J’ai personnellement eu le plaisir de rouvrir le consulat-général de Belgique à Lubumbashi en 2020

En matière de coopération au développement, tous les pays partenaires de la Belgique, à l’exception de la Palestine, se trouvent sur le continent. Et nous sommes bien sûr très présents en RDC, où j’ai personnellement eu le plaisir de rouvrir, en tant que Première ministre, le consulat-général de Belgique à Lubumbashi en 2020. Cela faisait dix ans qu’un chef de gouvernement belge ne s’était pas rendu dans le pays.

Comment qualifiez-vous l’état de vos relations avec Kinshasa ?

La Belgique salue et soutient la volonté du président Tshisekedi de mener des réformes en faveur de sa population. Nous partageons son analyse de la situation sécuritaire dans l’Est de la RDC, de l’état de l’économie et des finances publiques du pays, ainsi que de la lutte à mener contre la corruption et l’impunité. Nous sommes en contact très étroit pour voir comment soutenir au mieux les autorités congolaises.

Le chef de l’État congolais a montré depuis son arrivée au pouvoir une volonté de dialogue et de réengagement avec la communauté internationale. Sa visite de travail en 2019 a débouché sur une série d’accords qui ont permis de relancer la coopération dans les domaines de la finance et de la défense. Nous espérons la ratification prochaine de la convention bilatérale sur la protection des investissements qui serait un très bon signe pour les investisseurs belges en RDC.

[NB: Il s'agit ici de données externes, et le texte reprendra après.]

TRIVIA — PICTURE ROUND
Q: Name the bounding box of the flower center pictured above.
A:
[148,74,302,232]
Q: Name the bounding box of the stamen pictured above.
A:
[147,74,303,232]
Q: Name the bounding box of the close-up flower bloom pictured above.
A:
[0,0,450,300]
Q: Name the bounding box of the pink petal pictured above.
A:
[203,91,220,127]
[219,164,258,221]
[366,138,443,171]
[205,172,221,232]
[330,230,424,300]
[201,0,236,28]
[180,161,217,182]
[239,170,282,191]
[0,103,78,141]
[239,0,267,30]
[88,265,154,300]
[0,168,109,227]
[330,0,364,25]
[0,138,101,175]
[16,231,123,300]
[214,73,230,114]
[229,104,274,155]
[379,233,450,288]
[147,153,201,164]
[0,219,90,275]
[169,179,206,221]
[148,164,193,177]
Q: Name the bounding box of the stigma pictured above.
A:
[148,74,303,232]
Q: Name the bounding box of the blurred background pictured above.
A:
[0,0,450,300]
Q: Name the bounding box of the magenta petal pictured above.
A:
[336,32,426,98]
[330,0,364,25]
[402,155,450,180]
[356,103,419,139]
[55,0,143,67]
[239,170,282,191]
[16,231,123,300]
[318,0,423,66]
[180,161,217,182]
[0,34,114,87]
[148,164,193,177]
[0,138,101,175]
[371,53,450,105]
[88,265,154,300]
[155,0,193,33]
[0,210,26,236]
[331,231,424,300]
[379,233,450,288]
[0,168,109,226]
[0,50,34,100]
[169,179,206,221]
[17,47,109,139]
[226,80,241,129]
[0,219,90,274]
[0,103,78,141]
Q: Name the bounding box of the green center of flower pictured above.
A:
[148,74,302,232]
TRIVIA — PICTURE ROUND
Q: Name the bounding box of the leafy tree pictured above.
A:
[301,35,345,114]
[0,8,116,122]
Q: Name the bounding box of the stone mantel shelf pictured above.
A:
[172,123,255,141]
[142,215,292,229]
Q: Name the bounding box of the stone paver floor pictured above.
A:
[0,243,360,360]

Quelle est la position du royaume devant les conclusions du rapport Duclert sur la position de la France au Rwanda ?

Ce rapport représente un travail historique considérable mais qui reste spécifique à la France. Je rappelle que la Belgique a effectué son devoir d’introspection sur cette période tragique. Après dix-huit mois de travaux en commission parlementaire, le Sénat a rendu un rapport d’enquête détaillé dès 1997, qui a mis en évidence certains dysfonctionnements. Et en 2000, mon prédécesseur, Guy Verhofstadt, a exprimé à Kigali les excuses de la Belgique envers le Rwanda.

Comme la France, la Belgique travaille sur la question de la restitution d’œuvres arts à l’Afrique. Comment évolue ce dossier ?

Les discussions entre experts sont en cours, il s’agit de trouver la bonne formule et nous sommes ouverts au dialogue avec nos partenaires africains. Diverses pistes sont étudiées, notamment dans le cadre de la célébration du 61e anniversaire de l’indépendance de la RDC. Et j’espère que certaines auront pu aboutir d’ici au 30 juin.